November 14, 1987|From the Washington Post

COLLEGE STATION, Tex. — Massachusetts Gov. Michael S. Dukakis Friday called for diverting government resources from nuclear weapons to conventional military programs to beef up the nation's forces without a major increase in defense spending.

At the start of a two-day swing across the South, the candidate for the 1988 Democratic presidential nomination pledged that "my top priority as President will be to improve our conventional defense."

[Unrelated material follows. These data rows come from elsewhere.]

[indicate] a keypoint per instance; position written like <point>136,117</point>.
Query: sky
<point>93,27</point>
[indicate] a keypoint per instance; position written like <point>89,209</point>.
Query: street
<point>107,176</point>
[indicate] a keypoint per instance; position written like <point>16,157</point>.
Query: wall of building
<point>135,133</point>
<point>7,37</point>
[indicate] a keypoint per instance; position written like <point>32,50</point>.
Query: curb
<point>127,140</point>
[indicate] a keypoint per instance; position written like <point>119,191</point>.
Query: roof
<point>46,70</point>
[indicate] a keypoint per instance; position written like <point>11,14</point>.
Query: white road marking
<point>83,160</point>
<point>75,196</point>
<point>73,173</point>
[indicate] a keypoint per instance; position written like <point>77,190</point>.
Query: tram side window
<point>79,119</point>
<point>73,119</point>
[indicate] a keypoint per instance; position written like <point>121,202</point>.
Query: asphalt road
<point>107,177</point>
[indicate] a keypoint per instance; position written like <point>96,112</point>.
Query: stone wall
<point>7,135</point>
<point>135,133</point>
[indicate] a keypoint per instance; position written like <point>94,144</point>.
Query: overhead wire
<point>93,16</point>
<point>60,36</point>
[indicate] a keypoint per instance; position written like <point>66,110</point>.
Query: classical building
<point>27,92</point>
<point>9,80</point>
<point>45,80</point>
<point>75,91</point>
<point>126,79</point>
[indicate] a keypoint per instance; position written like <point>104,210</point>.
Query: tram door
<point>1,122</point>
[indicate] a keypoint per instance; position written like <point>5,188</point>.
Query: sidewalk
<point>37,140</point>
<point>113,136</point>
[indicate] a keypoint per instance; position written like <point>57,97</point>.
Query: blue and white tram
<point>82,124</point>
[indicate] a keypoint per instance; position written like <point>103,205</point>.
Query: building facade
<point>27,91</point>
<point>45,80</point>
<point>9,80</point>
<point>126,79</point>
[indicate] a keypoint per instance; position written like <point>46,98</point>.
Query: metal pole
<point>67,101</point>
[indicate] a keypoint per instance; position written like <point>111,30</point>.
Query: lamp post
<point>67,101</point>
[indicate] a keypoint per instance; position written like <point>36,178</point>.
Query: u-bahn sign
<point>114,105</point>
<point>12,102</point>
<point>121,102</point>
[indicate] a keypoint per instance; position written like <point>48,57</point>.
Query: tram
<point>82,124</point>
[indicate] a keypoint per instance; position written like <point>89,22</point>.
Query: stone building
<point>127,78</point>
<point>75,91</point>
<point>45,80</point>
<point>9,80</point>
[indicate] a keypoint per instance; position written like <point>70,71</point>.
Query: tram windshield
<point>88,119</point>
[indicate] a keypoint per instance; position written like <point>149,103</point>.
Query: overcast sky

Dukakis called for scrapping "technological fantasies" such as President Reagan's Strategic Defense Initiative and the Midgetman missile and investing in a "conventional defense initiative" to improve U.S. military capability in Europe, improve anti-submarine warfare operations and provide additional training and supplies to U.S. forces.

Make Tanks Obsolete

"We may not be able to make nuclear weapons obsolete, but a (conventional defense initiative) might be able to make the current generation of Soviet tanks obsolete," he said.

Dukakis proposed the conventional defense initiative in a speech Friday to the Dallas Democratic Forum before flying to Texas A&M University here for a session with students.

The Dallas speech was billed as Dukakis' first devoted exclusively to defense policy.

Dukakis did not provide any spending figures for his conventional forces proposal but later said at a Dallas news conference that "I'm not talking about billions and billions. I'm talking about a reasonable amount."

Dukakis campaign aide James Steinberg said Dukakis thinks that $10 billion to $13 billion a year can be cut from the Reagan defense budget by canceling and curtailing various nuclear programs and that $2 billion to $3 billion of this should be used to beef up conventional forces.